I was just about to write a post about B-Corps when I stumbled upon this one... Rockstar CPA has been a B-Corporation for a couple years now and in that time we have been 1) challenged by the rigorous goals set forth by BCorporation.net, 2) inspired by the stories of other B-Corps nationwide, and 3) welcomed to a community of businesses that not only see the benefit in adopting a broader perspective and responsibility but also pledge to support each other along the way. This is a true model for the future. It will take a lot for sustainable business to "elbow out" the bad corporate models, but leveraging a collective power is an excellent first step.

Photo of sally madsen

Awesome! There's power in numbers, isn't there.
Here's the directory of B-Corps in case folks are interested: http://www.bcorporation.net/community/search

Photo of Jess Jaime

B Corps strikes me as an interesting way to leverage social change.
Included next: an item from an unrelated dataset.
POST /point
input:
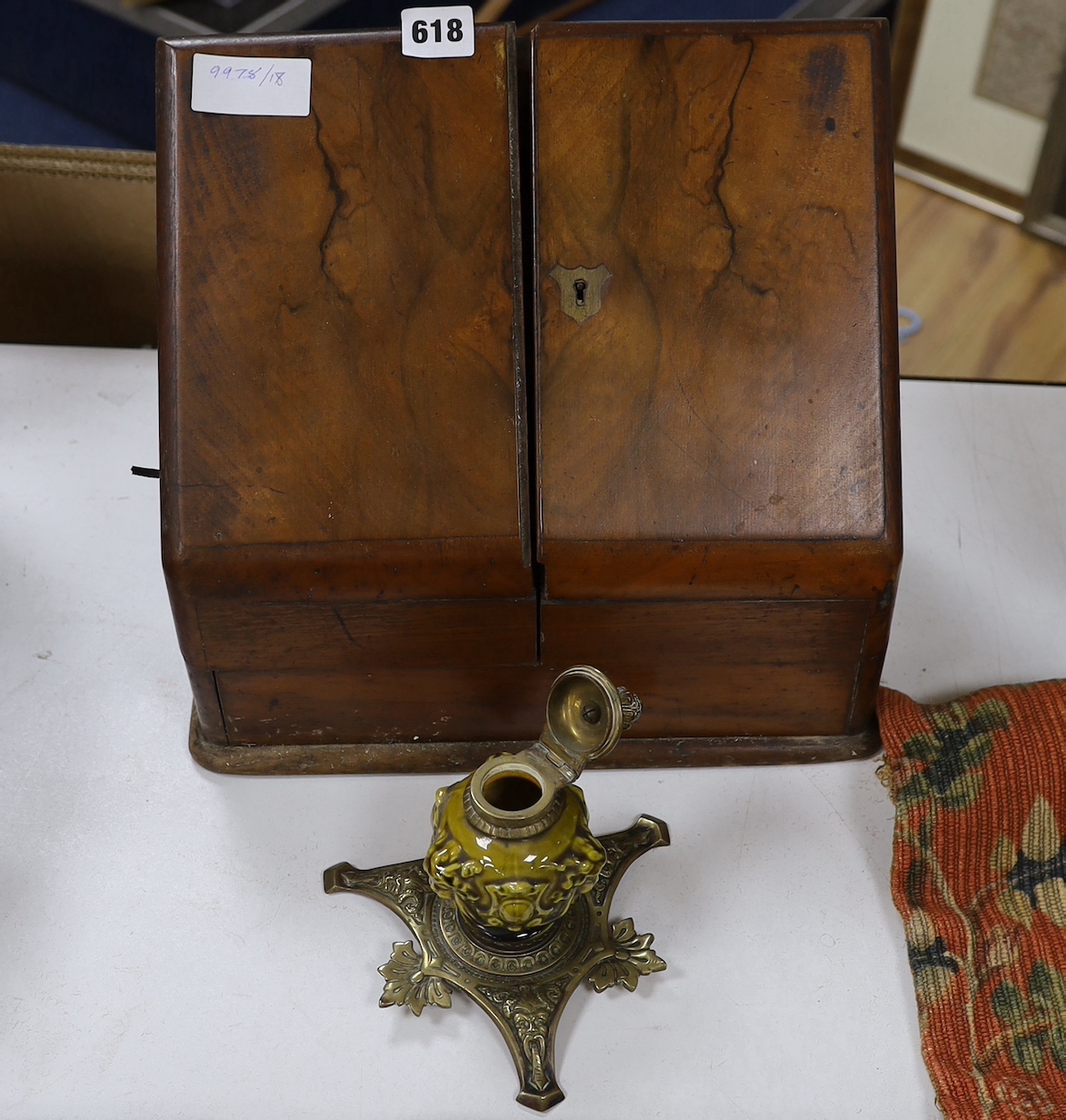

At a time when charity leaders are under scrutiny and non-profits can’t risk spending money on fundraising, for fear of appearing to misuse donations, turning to businesses seems a more solid way forward. (note: if you were interested to read more about the pitfalls facing a donation-based, non-profit system, Dan Pallotta’s essay in the Wall Street Journal is particularly well-written: http://online.wsj.com/article/SB10000872396390444017504577647502309260064.html )

Yet since most people are accustomed to a system that depends upon non-profits receiving donations, could B Corp companies be granted license to accept donations? Just as the businesses could be held accountable to their agreement to belong to the B Corp, they could be held accountable to their donors, igniting the possibility of annual reports measured, not only in dollars, but in quantifiable amounts of social change.

Photo of Jess Jaime

Shoot! Posted that as a reply, not a fresh comment! Sorry for the confusion!